The lack of affordable housing is the primary driver of homelessness. Last June, the Economist reported that between 2002 and 2013 the number of low-cost apartments (those costing less than $800 a month) fell by 42 percent. In December 2016, the D.C. Fiscal Policy Institute issued a report which found that the poorest D.C. residents must spend more than half their income on housing. As of 2016, median rents were over $1,300 in the city, but only a third of the 26,000 “extremely low-income” households identified in the report can afford rent above $200 a month.

Twenty percent of the city’s children live in households where at least 50 percent of income is spent on housing. A single incident, such as illness or losing a job, leaves such households extremely vulnerable to becoming homeless. The Institute also noted the “virtual disappearance of low-cost housing in DC.”

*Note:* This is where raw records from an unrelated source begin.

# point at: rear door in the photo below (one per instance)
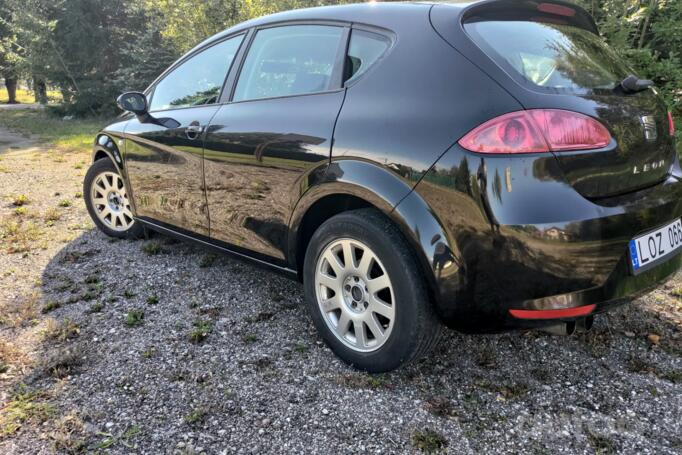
(263, 145)
(549, 56)
(164, 158)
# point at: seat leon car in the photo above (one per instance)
(481, 165)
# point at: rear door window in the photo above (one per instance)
(549, 56)
(289, 60)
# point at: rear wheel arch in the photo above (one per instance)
(404, 208)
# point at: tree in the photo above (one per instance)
(7, 64)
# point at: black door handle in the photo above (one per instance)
(193, 130)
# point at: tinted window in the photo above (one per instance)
(560, 58)
(364, 49)
(292, 60)
(198, 80)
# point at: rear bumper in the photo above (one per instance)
(518, 239)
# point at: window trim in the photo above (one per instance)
(337, 72)
(149, 92)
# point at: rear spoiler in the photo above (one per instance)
(554, 11)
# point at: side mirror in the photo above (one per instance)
(134, 102)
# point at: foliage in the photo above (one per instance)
(648, 34)
(93, 50)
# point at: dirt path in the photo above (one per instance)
(157, 347)
(11, 141)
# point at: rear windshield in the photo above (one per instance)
(551, 57)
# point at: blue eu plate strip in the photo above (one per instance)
(633, 254)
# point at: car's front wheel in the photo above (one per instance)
(106, 199)
(366, 294)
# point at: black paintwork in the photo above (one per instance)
(491, 232)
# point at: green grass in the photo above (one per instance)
(134, 318)
(200, 331)
(24, 407)
(428, 441)
(75, 133)
(28, 96)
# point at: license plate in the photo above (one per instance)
(650, 249)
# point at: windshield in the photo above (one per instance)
(552, 57)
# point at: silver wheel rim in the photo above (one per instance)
(355, 295)
(110, 201)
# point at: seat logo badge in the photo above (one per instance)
(649, 124)
(646, 167)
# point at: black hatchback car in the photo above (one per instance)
(490, 165)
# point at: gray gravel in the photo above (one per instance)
(261, 381)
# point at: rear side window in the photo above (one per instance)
(549, 56)
(364, 50)
(198, 80)
(289, 60)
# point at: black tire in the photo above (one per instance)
(416, 327)
(135, 230)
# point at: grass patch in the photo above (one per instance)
(19, 236)
(69, 434)
(61, 331)
(24, 407)
(601, 444)
(50, 306)
(76, 134)
(152, 247)
(134, 318)
(440, 406)
(52, 215)
(96, 307)
(200, 331)
(63, 363)
(20, 200)
(428, 441)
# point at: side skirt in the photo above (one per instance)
(218, 247)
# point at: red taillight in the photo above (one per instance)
(537, 131)
(671, 124)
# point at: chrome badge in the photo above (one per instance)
(649, 124)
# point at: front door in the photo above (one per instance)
(164, 158)
(278, 128)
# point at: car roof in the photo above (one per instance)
(370, 13)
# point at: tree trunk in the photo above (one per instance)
(653, 4)
(40, 89)
(11, 84)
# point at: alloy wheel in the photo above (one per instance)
(355, 295)
(110, 200)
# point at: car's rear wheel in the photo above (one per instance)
(366, 294)
(107, 201)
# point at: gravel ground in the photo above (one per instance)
(156, 346)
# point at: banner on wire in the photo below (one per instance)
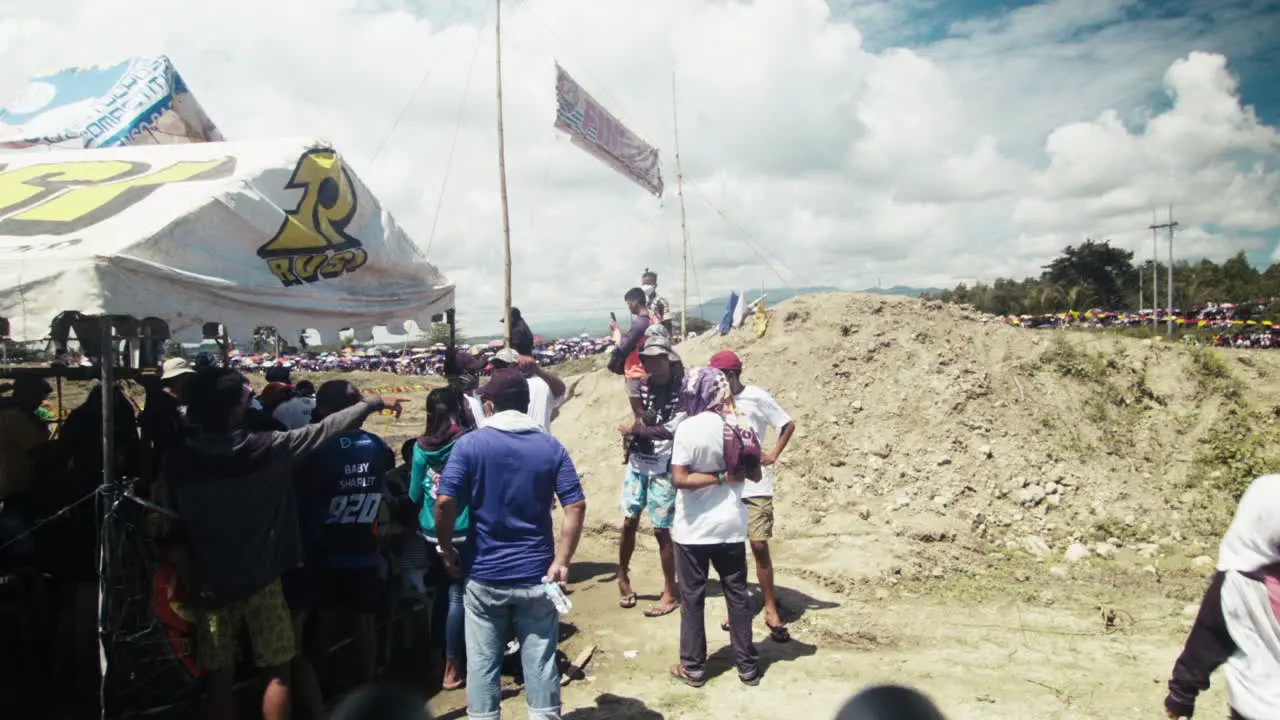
(595, 130)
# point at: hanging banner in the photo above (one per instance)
(594, 130)
(140, 101)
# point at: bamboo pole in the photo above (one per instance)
(502, 185)
(684, 226)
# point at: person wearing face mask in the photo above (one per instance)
(658, 306)
(462, 372)
(510, 474)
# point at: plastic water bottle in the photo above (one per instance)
(557, 596)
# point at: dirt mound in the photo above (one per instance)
(933, 440)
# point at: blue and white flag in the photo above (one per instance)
(140, 101)
(595, 130)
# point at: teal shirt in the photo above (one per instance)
(423, 481)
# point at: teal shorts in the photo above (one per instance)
(656, 492)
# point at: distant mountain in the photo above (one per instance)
(903, 290)
(713, 309)
(709, 310)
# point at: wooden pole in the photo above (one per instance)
(684, 226)
(502, 185)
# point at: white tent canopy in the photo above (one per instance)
(242, 233)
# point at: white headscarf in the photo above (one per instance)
(1252, 543)
(1253, 540)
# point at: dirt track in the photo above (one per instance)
(1018, 523)
(945, 470)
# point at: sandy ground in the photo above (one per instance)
(1000, 659)
(944, 469)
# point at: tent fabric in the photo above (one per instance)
(277, 233)
(138, 101)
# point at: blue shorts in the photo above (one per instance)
(656, 492)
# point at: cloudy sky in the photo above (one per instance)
(823, 142)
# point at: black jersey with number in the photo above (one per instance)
(341, 491)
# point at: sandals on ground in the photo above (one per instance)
(681, 673)
(659, 611)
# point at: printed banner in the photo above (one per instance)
(594, 130)
(140, 101)
(240, 233)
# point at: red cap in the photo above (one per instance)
(726, 360)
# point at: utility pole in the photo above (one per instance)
(1155, 274)
(1155, 229)
(502, 188)
(684, 226)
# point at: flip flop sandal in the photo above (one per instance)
(680, 673)
(659, 611)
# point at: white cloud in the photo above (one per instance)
(976, 155)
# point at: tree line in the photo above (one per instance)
(1097, 276)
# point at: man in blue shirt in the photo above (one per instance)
(510, 473)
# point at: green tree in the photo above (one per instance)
(1097, 268)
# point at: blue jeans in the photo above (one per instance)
(493, 613)
(449, 620)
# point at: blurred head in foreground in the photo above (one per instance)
(888, 702)
(382, 702)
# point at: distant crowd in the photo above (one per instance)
(1238, 323)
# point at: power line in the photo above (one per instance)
(453, 144)
(1155, 229)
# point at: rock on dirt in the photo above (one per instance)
(1036, 545)
(1077, 552)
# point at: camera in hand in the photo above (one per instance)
(644, 446)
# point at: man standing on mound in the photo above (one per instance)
(760, 411)
(648, 479)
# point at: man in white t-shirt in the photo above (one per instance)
(545, 391)
(709, 528)
(763, 413)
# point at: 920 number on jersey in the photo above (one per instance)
(355, 509)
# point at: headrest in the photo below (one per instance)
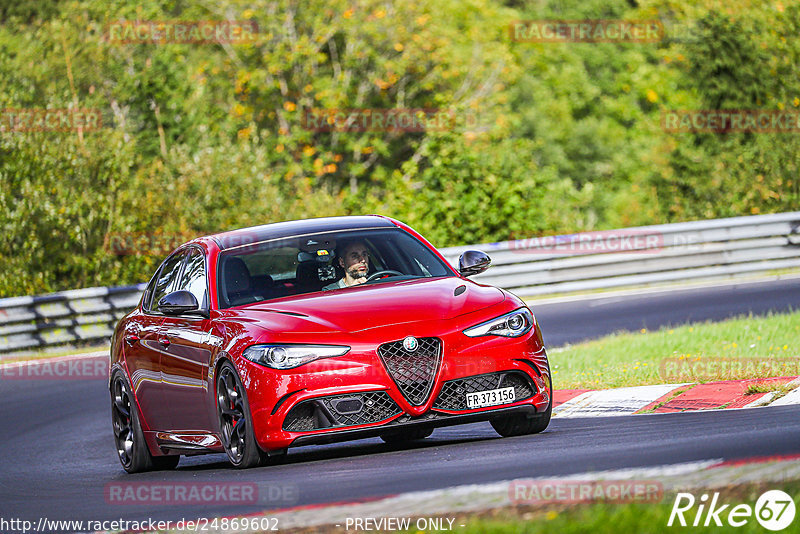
(237, 276)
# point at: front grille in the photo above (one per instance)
(319, 413)
(453, 393)
(413, 372)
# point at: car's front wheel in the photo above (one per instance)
(235, 421)
(521, 424)
(132, 449)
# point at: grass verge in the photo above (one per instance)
(740, 348)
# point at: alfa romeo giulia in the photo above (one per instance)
(306, 332)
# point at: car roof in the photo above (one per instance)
(256, 234)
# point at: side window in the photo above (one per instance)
(167, 279)
(194, 277)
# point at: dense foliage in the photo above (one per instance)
(545, 137)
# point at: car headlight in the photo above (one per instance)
(289, 356)
(512, 324)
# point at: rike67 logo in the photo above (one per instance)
(774, 510)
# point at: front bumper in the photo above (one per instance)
(303, 406)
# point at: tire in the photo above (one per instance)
(520, 424)
(132, 448)
(235, 421)
(412, 434)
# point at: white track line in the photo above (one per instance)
(609, 402)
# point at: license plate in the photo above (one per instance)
(490, 397)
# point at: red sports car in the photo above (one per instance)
(316, 331)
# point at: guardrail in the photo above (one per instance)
(528, 267)
(77, 316)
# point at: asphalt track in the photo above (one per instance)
(57, 458)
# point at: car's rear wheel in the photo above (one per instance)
(235, 421)
(411, 434)
(521, 424)
(132, 449)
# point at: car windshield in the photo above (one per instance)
(321, 262)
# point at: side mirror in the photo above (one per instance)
(473, 262)
(178, 302)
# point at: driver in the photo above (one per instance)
(354, 259)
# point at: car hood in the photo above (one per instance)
(371, 306)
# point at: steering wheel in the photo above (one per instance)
(383, 274)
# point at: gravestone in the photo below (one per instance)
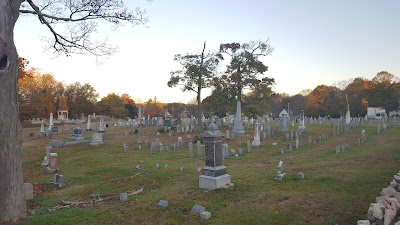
(53, 167)
(162, 203)
(101, 126)
(337, 149)
(199, 151)
(167, 147)
(89, 124)
(97, 139)
(214, 173)
(153, 147)
(190, 146)
(77, 134)
(281, 171)
(256, 142)
(197, 209)
(123, 197)
(28, 191)
(237, 124)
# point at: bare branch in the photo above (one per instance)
(78, 18)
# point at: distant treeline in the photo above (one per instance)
(41, 94)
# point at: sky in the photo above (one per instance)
(315, 42)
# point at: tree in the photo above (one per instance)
(80, 98)
(81, 16)
(112, 105)
(196, 74)
(129, 105)
(245, 65)
(386, 92)
(357, 92)
(258, 101)
(219, 103)
(154, 108)
(39, 94)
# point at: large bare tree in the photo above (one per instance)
(71, 23)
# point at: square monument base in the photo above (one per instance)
(211, 183)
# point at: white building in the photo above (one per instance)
(376, 113)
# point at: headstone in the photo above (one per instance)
(256, 142)
(281, 171)
(205, 215)
(197, 209)
(214, 174)
(28, 191)
(89, 124)
(123, 197)
(190, 146)
(162, 203)
(337, 149)
(300, 175)
(77, 134)
(126, 148)
(153, 148)
(97, 139)
(199, 151)
(238, 125)
(101, 126)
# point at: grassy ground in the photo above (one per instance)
(338, 188)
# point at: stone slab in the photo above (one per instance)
(212, 183)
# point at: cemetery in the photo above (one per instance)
(199, 112)
(333, 173)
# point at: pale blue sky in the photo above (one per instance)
(316, 42)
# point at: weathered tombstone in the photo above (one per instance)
(281, 171)
(126, 148)
(167, 147)
(89, 124)
(300, 175)
(53, 167)
(214, 173)
(77, 134)
(123, 197)
(289, 147)
(199, 151)
(101, 126)
(42, 131)
(197, 209)
(162, 203)
(190, 146)
(97, 139)
(256, 142)
(28, 191)
(205, 215)
(153, 148)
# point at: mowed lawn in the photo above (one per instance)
(337, 189)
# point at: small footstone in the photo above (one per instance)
(197, 209)
(123, 197)
(300, 175)
(162, 203)
(205, 215)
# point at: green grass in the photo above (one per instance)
(337, 188)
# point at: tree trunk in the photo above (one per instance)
(12, 200)
(199, 87)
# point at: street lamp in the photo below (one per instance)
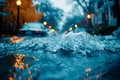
(45, 23)
(89, 16)
(76, 25)
(18, 3)
(89, 19)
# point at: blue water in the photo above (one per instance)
(72, 56)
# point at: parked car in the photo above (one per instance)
(33, 29)
(52, 32)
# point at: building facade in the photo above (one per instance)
(104, 13)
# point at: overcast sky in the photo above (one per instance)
(62, 4)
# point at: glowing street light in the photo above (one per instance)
(89, 16)
(45, 23)
(49, 27)
(76, 25)
(18, 3)
(70, 28)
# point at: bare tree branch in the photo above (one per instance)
(82, 6)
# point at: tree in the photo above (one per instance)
(27, 12)
(87, 8)
(86, 5)
(52, 15)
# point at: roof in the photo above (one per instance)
(33, 26)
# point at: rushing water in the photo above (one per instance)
(72, 56)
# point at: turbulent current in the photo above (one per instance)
(72, 56)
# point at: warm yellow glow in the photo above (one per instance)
(88, 70)
(76, 25)
(50, 27)
(70, 28)
(45, 23)
(18, 2)
(88, 16)
(52, 30)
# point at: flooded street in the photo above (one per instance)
(73, 56)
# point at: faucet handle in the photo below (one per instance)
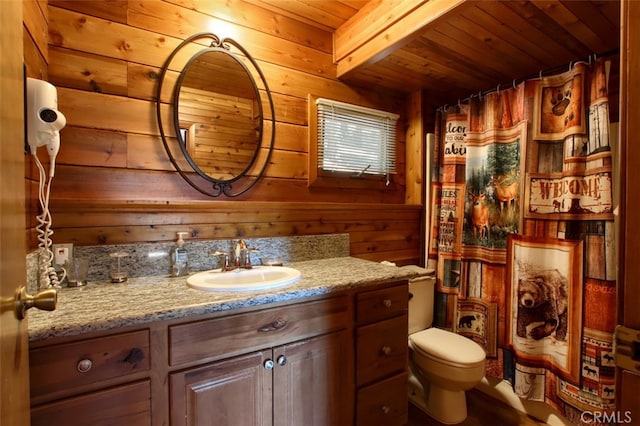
(225, 259)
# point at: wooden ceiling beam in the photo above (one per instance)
(382, 26)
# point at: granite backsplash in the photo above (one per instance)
(152, 259)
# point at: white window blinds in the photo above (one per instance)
(355, 139)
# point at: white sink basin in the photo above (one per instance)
(258, 278)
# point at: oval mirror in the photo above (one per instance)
(219, 114)
(218, 117)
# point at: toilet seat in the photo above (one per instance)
(447, 348)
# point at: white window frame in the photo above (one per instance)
(351, 142)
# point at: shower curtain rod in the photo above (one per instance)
(532, 76)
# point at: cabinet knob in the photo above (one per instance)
(84, 365)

In the wake of the US Conference of Mayors report, Michael Ferrell, executive director of the Coalition for the Homeless, noted that in D.C. “the one single thing that really has changed is the lack of affordable housing. The housing that’s being created today in the District is not for working class people,” he said.

The lack of affordable housing has led to the phenomenon in the US of the “tent city,” permanent and semi-permanent encampments set up by the homeless in cities all across the country. Such tent cities are reminiscent of the “Hoovervilles” built by the homeless during the Great Depression. Approximately two-thirds of these modern-day Hoovervilles have been in existence for more than a year, and more than a quarter have been in place for more than five years. According to the National Law Center on Homelessness & Poverty, such encampments have grown by a staggering 1,300 percent in the US since the 2008 economic crisis.

As with the lack of funding for education, skyrocketing healthcare costs, and crumbling infrastructure, the growth of encampments for the homeless and lack of affordable housing is another glaring indication of the extreme social inequality produced by capitalism.